Dowódca klonów schylił się i spojrzał. Latarka czołowa nie oświetliła niczego, jej promienie ginęły gdzieś w mroku.
- To mogłoby się zgadzać. Laboratorium może być zamieszkane. W kuchni znalazłem świeże jedzenie gotujące się na kuchence, a tutaj wygląda na to, że łaźnia jest używana. Na dodatek te światła w korytarzu…
- Ludzie? Przecież w promieniu dziesięciu kilometrów nie ma śladu żywej duszy, oprócz żołnierzy i naukowców - stwierdził jakiś żołnierz
- Może to ktoś z rodzin naukowców. Przed Zagładą niedaleko stąd były bloki mieszkalne. Mogli się tu schronić naukowcy ze swoimi rodzinami. Tylko, że po prostu weszli z innej strony - odpowiedział mu inny.
Jeden z klonów odkręcił kran. Coś głośno zabulgotało i zasyczało i po kilku sekundach zaczęła lecieć czysta woda. Wszyscy wymownie spojrzeli na siebie.

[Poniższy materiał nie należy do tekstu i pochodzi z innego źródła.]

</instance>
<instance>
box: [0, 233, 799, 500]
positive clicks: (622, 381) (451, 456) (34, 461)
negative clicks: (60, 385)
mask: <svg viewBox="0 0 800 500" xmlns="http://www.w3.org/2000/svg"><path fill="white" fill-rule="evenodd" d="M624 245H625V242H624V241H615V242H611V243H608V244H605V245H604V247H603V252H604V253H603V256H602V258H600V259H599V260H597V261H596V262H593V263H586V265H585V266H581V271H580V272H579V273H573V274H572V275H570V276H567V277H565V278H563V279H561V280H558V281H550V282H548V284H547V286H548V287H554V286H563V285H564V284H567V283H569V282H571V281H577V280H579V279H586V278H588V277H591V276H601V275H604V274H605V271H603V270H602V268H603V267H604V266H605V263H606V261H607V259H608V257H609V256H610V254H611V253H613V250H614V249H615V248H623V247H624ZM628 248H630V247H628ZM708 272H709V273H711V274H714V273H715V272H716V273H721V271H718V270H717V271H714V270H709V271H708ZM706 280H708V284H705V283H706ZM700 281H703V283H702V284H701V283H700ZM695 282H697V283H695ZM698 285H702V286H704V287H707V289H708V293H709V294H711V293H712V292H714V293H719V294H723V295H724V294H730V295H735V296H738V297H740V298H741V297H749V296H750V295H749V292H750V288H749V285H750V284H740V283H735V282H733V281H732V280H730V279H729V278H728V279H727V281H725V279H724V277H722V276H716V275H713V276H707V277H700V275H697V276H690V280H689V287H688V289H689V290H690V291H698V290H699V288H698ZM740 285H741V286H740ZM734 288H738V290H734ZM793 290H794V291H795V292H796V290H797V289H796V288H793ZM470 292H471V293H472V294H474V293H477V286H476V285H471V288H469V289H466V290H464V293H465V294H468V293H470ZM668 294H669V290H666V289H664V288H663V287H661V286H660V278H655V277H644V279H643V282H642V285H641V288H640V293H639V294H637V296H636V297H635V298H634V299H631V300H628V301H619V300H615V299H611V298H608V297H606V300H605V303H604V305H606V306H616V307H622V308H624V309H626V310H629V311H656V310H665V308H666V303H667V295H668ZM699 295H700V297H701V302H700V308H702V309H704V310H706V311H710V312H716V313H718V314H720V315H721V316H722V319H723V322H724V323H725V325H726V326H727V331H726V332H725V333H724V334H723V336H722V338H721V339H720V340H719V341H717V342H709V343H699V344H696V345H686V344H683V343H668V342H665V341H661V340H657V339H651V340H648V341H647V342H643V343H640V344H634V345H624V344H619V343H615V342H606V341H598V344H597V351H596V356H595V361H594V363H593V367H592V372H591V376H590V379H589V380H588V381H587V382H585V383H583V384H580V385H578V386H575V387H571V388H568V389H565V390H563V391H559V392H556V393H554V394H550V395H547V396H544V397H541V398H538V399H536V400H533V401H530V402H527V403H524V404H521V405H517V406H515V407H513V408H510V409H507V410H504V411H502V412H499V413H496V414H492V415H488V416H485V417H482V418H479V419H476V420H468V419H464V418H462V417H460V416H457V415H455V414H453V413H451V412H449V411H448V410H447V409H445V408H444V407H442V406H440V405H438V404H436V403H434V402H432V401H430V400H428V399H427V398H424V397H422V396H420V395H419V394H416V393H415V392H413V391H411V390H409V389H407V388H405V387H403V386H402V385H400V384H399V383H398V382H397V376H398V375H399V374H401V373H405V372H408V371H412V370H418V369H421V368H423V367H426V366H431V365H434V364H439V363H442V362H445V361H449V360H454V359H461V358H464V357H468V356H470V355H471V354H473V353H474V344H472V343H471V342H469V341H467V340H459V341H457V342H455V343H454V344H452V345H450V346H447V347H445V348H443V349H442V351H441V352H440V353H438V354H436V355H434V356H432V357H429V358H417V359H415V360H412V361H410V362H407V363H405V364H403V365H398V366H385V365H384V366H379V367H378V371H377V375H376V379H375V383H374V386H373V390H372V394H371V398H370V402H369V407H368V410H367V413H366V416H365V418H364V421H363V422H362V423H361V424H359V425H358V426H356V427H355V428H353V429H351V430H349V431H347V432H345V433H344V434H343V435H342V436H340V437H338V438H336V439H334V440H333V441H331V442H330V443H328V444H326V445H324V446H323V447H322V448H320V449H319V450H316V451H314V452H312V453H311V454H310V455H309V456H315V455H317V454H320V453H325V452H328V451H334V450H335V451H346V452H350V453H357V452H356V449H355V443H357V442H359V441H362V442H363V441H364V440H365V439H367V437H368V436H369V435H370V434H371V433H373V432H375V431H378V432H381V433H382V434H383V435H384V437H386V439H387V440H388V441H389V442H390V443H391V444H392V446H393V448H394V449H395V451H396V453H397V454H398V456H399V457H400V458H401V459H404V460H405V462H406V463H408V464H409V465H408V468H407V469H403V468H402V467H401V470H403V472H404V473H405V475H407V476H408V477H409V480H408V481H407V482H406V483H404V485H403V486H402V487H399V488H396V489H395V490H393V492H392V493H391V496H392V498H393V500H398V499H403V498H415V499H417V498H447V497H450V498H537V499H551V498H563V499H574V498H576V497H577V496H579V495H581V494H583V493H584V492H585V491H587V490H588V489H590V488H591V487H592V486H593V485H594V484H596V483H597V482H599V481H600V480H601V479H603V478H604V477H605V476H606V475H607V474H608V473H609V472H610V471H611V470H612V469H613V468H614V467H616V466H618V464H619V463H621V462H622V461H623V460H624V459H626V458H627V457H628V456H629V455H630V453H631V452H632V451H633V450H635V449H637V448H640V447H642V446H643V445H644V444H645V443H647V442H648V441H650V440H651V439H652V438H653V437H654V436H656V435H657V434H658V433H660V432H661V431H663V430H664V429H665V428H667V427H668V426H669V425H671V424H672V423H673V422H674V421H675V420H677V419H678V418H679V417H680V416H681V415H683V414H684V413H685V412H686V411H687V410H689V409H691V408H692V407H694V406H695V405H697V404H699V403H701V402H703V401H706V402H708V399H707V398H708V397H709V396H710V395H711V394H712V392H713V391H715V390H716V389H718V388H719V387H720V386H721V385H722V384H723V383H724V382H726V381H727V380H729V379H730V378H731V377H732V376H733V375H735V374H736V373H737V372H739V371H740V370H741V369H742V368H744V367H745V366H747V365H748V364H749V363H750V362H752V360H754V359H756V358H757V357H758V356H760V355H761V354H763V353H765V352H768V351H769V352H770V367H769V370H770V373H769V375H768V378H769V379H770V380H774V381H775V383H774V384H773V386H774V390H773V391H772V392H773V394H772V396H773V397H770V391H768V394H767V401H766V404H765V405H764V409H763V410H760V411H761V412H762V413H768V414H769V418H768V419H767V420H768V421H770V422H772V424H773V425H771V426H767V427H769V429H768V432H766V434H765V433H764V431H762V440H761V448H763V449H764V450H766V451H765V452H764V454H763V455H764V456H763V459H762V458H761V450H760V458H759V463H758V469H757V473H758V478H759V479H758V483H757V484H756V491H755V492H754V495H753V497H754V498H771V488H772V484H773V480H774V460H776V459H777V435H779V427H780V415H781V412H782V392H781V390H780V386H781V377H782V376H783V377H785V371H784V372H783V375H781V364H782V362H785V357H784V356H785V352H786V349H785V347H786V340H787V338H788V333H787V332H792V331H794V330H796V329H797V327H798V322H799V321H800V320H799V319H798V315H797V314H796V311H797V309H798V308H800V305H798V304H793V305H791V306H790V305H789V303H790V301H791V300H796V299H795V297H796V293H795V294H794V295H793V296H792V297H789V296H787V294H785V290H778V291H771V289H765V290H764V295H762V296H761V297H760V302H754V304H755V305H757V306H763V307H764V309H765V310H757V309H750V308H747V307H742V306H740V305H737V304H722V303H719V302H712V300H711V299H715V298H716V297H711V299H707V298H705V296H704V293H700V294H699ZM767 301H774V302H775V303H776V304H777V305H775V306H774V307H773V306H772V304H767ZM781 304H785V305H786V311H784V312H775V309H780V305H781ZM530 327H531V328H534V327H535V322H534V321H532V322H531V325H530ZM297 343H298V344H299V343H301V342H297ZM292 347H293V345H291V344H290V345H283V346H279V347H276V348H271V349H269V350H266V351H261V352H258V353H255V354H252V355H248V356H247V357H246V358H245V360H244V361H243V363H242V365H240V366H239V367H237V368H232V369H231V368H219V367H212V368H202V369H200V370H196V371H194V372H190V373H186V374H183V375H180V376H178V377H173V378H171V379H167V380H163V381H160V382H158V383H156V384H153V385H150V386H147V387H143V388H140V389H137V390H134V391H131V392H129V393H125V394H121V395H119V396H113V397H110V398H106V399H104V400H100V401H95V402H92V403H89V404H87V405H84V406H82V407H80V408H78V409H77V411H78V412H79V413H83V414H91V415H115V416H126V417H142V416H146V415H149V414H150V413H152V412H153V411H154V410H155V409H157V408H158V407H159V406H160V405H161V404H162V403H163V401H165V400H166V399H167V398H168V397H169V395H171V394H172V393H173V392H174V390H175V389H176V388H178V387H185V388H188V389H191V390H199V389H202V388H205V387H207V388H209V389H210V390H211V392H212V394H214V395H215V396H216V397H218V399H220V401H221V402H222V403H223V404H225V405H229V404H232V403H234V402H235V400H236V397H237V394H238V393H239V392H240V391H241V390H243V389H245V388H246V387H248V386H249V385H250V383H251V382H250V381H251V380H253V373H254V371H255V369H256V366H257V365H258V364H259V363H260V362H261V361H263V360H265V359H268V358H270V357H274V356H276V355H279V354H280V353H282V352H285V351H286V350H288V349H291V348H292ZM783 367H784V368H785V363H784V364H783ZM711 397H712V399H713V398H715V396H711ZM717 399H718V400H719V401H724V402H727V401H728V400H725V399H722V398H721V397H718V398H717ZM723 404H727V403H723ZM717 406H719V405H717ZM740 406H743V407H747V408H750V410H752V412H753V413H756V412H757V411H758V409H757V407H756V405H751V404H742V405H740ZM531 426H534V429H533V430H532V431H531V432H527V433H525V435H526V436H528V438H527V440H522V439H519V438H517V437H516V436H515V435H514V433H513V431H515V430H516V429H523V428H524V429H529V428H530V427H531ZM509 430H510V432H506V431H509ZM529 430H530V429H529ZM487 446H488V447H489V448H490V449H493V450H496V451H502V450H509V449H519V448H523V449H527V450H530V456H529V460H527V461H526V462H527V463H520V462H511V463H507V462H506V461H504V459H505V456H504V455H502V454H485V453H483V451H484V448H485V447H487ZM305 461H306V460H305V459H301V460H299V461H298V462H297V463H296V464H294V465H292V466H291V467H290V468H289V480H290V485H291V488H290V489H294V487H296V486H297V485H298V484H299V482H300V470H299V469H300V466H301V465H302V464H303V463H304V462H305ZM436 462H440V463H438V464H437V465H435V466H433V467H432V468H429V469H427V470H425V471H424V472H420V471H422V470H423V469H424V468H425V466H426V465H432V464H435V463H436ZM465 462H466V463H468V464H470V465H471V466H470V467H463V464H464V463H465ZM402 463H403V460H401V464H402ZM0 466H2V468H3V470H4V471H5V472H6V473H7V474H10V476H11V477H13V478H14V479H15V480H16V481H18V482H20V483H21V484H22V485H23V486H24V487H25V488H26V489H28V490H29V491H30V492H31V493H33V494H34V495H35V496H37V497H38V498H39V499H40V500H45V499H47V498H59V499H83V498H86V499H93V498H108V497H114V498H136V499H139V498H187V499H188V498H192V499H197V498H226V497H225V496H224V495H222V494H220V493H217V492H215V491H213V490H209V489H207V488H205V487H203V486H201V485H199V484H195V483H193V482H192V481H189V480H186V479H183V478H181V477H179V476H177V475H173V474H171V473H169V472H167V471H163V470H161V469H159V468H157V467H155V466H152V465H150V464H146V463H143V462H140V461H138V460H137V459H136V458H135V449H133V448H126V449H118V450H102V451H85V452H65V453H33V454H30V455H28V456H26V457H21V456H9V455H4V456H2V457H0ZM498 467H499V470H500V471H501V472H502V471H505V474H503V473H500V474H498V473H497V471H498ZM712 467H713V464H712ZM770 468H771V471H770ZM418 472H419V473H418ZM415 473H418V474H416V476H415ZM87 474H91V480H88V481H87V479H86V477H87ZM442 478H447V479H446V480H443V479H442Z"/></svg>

-W każdym razie musimy być nadal czujni. Nie wiemy jakie mają zamiary. Wszakże jesteśmy tu tylko gośćmi, jakkolwiek to brzmi. Przeczesujemy dalej - zakomenderował Stoyan i wyszli wszyscy na korytarz.

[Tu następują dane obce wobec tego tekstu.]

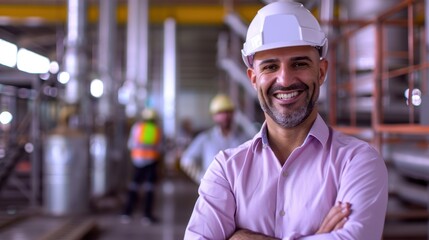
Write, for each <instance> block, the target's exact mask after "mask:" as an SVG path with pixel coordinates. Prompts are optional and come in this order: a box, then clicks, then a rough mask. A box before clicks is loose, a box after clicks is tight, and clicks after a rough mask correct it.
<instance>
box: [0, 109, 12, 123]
mask: <svg viewBox="0 0 429 240" xmlns="http://www.w3.org/2000/svg"><path fill="white" fill-rule="evenodd" d="M12 119H13V116H12V114H11V113H10V112H8V111H3V112H1V113H0V123H1V124H3V125H7V124H9V123H10V122H11V121H12Z"/></svg>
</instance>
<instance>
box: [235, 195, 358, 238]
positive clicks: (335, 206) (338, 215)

Gdy znaleźli się z powrotem, jeden z żołnierzy coś pokazał. Z końca korytarza, lekko, niczym strzępek papieru na wietrze, leciał jakiś owad. Ni to ćma, ni to motyl. Szaro-granatowe stworzonko przy każdym ruchu skrzydeł rozpylało za sobą chmurę niebieskiego proszku.